What a global debt crisis looks like
The global debt overhang is seriously contaminating how governments behave
When you’re highly indebted and constantly battling to avoid default, that obviously influences your behavior. Any medium-term thinking goes out the window, because you’re constantly just trying to make it to tomorrow. The same is true for countries. If you’re at serious risk of default, your incentive is to bend the rules as much as possible in the short term to avoid a debt crisis. That includes bashing your central bank (what economists call fiscal dominance) and financial repression, which means using bank regulations to stuff your financial system with as much government debt as possible.
Yesterday’s unfortunate developments in Brussels add another kind of behavior to the list. There was every reason in the world for the EU to use Russia’s frozen reserves to fund Ukraine. But high-debt countries like Italy and France ended up joining Belgium in its opposition to this and instead pushed for joint EU debt issuance. They did this out of pure self-interest, because this further normalizes joint EU debt issuance and relaxes their budget constraints. The fact that this sends a terrible signal to Russia, China or any other tinpot dictator out there doesn’t matter to them, because these countries are only interested in short-term avoidance of financial turbulence.

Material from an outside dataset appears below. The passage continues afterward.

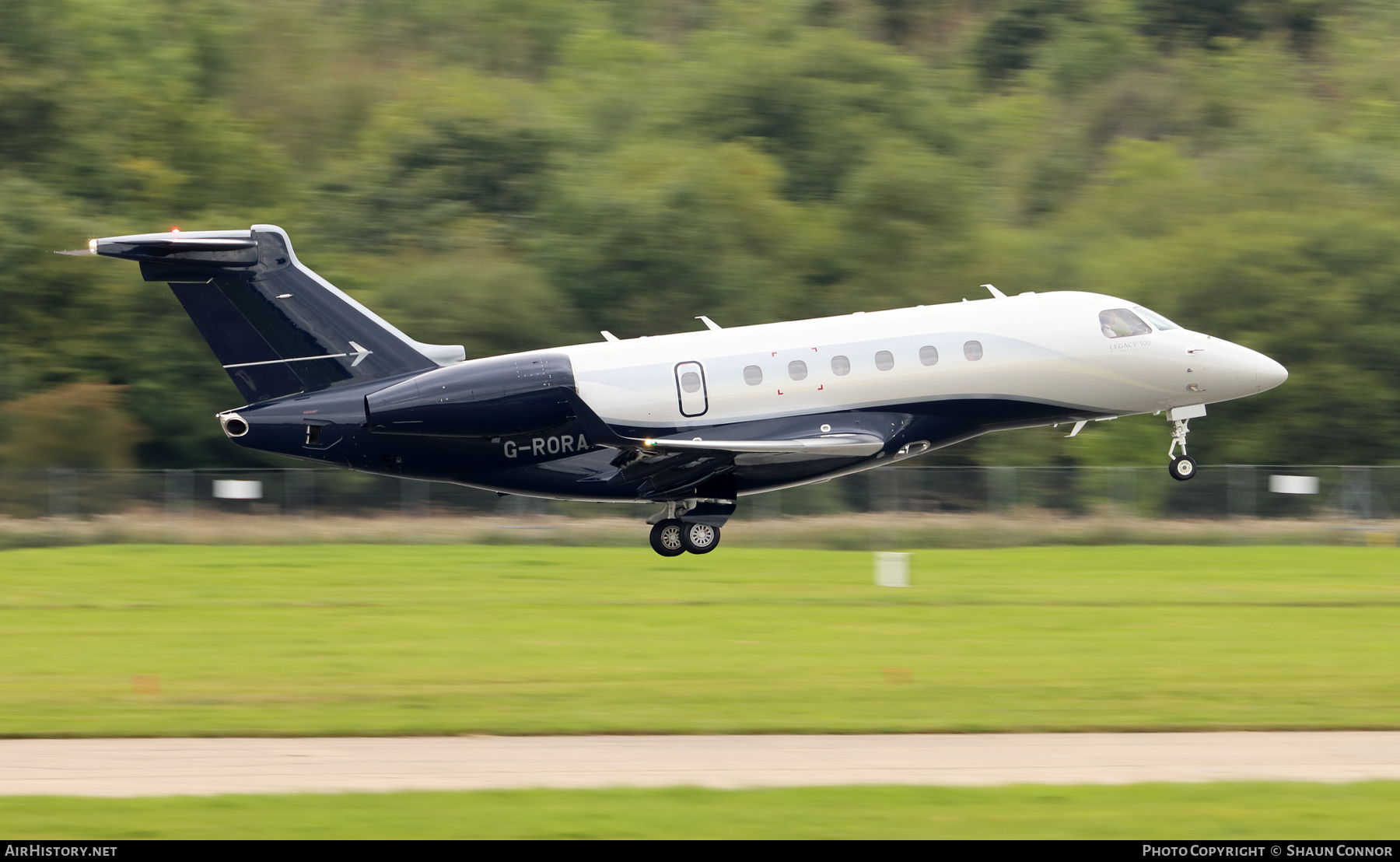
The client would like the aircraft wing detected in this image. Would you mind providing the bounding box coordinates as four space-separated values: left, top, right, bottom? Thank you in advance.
639 434 885 457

The panel of charts above shows the 10-year government bond yield in blue across key G10 economies and the 10y20y forward yield in red. The latter captures what markets price for the 10-year yield in 20 years’ time and is something I back out from 20- and 30-year yields. Long-term yields are rising sharply across many countries, including in Germany and Japan, which in the past used to be safe havens. That puts huge pressure on fiscally distressed countries like Italy and France and incentivizes short-termism. If the EU wants to become a geopolitical player, it can’t allow high-debt countries to dictate foreign policy. This has to stop.
There is no easy way out from all of this. The root problem is that Germany allowed the ECB to cap yields of high-debt sovereigns. If the ECB were prevented from doing that, it would lead to debt crises in Italy and France. That sounds scary, but resulting debt write-downs would fix distorted incentives and end short-termism in European policy making. That needs to start with Northern Europe replacing its representatives at the ECB, but a credible threat of Euro break-up is also needed. High-debt countries have hijacked the Euro and now are also taking EU foreign policy hostage. Germany has to put an end to this dysfunction. It only weakens Europe and emboldens its foes.


Robin, I both agree and disagree here. The way I understand it, there is no clear legal basis for the seizure of Russian assets - which would also complicate a diplomatic solution to the conflict. This is why Euroclear wanted iron-clad guarantees. I think seizure of Russian assets would have been an irresponsible way to get around European excessive debt levels. And it would have been nothing more than a stop-gap measure.
I completely agree with you on your main point: that joint issuance of more debt further undermines fiscal discipline in high-debt countries.
But the bottomline for me is that if Europe wants to play a stronger geopolitcal role, it needs to (1) put its own money at stake (2) become a more cohesive entity, which requires deeper political union; (3) reforms for faster economic growth.
Market discipline through debt crises and write-offs, as you suggest, would certainly be an effective way to encourage fiscal prudence. But an EU disrupted by debt crises in Italy and France would be in no position to run any kind of foreign policy.
Ah…, I didn’t realize I had joined an anti Russia site. I’m out and will leave you to watch EU collapse. I guess betraying the Minks 2 Agreement was a mistake the EU is mow living to regret. Pity it has cost over a million Ukrainian’s their lives.